By: Cory G. Litzenberger, CPA, CMA, CFP, C.Mgr – President & Founder of CGL Strategic Business & Tax Advisors.
Say you are a business and you invite your 30 staff to your annual Employee BBQ
The company shells out $1,500 for the event at $50 a person fully expecting everyone to attend but as luck would have it, the weather doesn’t co-operate, so most people stay home.
When it is all said and done, only 9 diehard employees show up.
Well, it gets worse.
According to the Canada Revenue Agency these loyal 9 employees now have a taxable benefit.
On April 9, 2018, the CRA released an (originally in French) Internal Technical Interpretation (2017-073125117 F). In this interpretation, the CRA states that the benefit is calculated based on the total cost paid by the employer divided by the number of attendees.

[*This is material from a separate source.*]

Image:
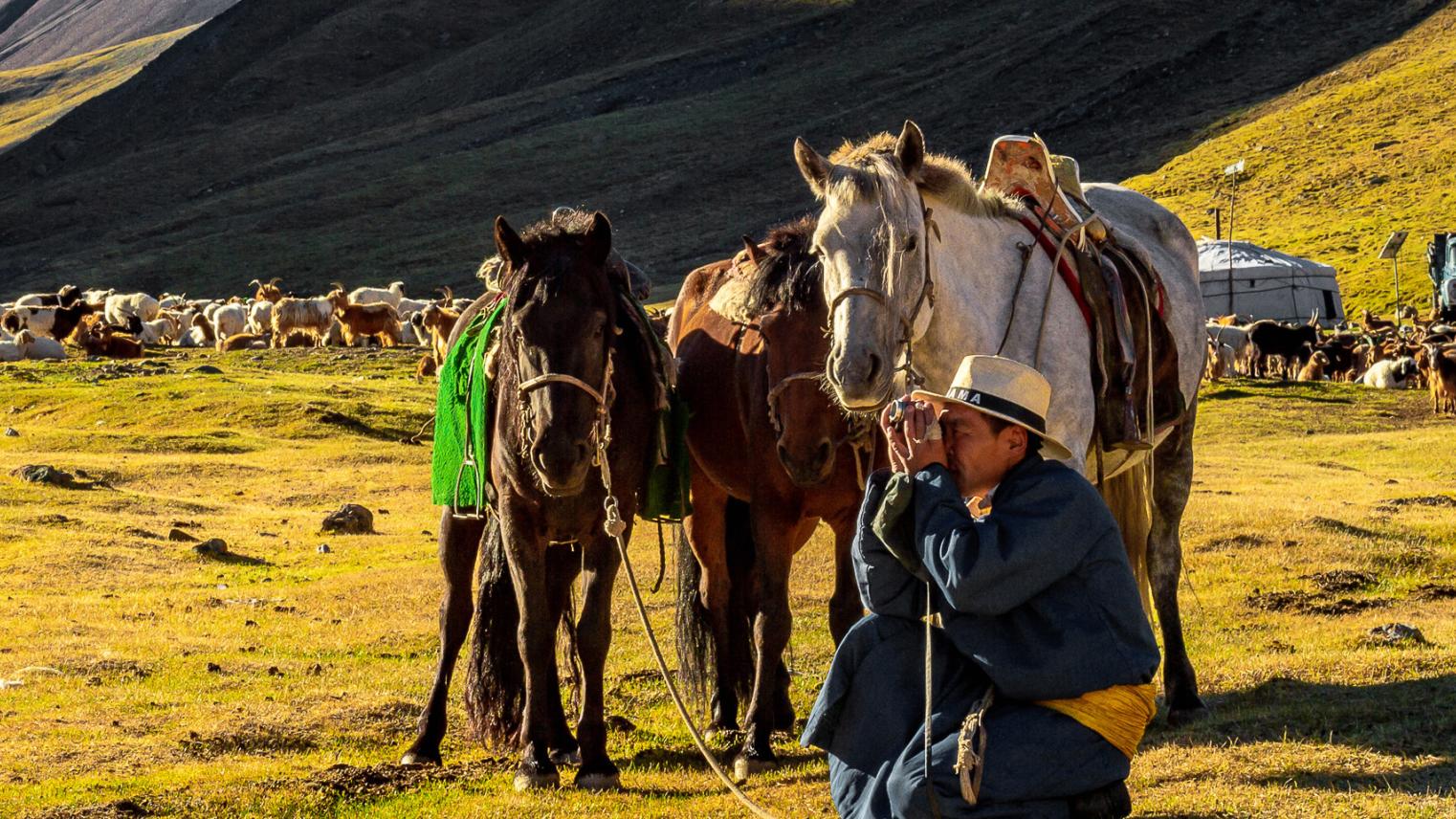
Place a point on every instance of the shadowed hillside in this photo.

The CRA does not factor in total number invited, just those that show up.
When you take the full $1,500 cost and divide it among the 9 employees that actually attended, the per person benefit is now over $150. As a result, the employees in attendance have a taxable benefit to include in their income.

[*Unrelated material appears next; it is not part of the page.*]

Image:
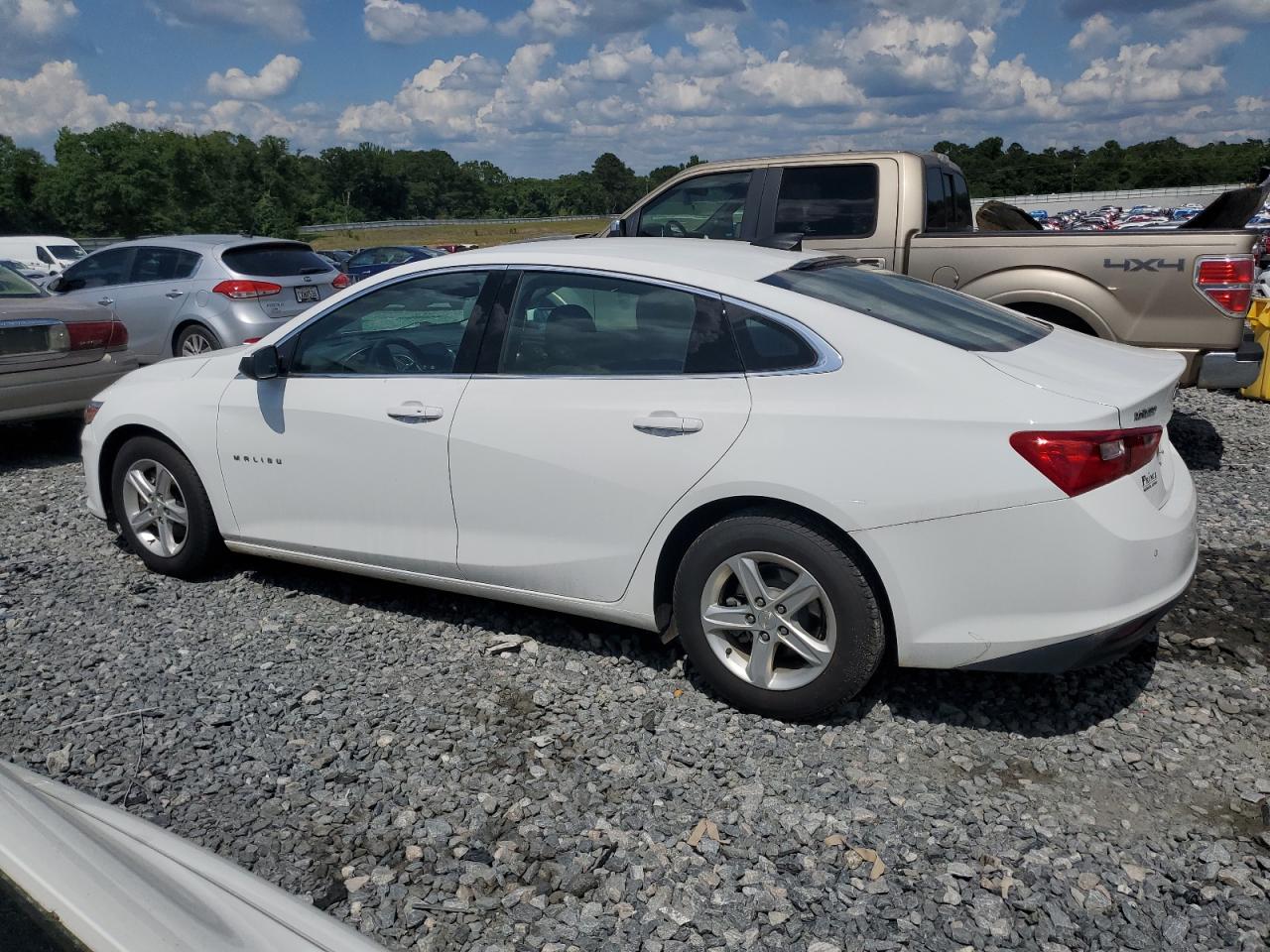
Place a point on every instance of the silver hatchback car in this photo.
(190, 294)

Meanwhile, those that stayed home, are not affected.
I can just imagine the office dynamics as the 9 people go on the warpath on the other 21, which only needed one of them to attend to avoid this issue.

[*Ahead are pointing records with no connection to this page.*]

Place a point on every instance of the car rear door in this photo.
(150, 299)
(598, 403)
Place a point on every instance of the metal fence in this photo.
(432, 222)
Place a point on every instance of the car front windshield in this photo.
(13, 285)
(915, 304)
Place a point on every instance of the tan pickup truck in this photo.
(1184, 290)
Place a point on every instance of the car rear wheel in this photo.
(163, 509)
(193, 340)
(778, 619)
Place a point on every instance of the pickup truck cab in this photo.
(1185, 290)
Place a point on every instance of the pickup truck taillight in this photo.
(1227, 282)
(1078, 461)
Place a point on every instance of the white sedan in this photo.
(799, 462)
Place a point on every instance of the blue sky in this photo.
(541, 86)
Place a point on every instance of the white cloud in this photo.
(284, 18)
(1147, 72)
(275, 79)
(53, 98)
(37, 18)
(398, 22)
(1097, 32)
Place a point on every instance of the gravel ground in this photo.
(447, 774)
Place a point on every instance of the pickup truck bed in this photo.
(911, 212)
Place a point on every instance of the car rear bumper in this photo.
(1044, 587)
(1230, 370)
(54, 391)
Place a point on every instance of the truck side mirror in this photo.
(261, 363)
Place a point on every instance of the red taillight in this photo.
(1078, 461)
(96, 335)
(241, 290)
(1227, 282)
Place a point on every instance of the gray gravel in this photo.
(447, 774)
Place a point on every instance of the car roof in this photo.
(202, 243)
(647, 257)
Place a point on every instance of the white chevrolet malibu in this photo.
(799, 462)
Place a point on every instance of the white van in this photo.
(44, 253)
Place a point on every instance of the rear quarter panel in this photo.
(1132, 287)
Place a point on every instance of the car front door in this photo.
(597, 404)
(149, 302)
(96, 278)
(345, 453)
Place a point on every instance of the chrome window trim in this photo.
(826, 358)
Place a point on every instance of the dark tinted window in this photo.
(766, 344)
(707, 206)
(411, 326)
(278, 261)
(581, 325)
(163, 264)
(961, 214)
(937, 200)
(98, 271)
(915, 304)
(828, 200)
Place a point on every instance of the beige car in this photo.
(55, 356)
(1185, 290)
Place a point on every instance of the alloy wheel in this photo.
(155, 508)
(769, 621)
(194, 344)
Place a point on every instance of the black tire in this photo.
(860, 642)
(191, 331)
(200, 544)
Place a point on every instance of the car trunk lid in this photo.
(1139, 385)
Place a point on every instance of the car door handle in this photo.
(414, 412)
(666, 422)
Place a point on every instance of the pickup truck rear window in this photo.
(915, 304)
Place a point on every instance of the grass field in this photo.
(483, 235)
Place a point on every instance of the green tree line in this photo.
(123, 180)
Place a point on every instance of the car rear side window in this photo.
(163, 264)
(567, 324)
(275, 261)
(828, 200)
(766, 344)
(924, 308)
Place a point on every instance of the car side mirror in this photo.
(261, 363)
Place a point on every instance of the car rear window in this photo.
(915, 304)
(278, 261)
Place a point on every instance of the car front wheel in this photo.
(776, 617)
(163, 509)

While I can understand the intent of the provision to prevent large amounts being spent for only a few, it appears to be counter-productive where accidentally falling offside because of a decrease in attendance would now be considered a taxable benefit to those in attendance.
The meal consumed does not change.
The chair to sit on does not change.
But according to the CRA, the benefit changes.
This interpretation is problematic and should be corrected by the CRA or Finance.
Until then… stay home… it’s cheaper.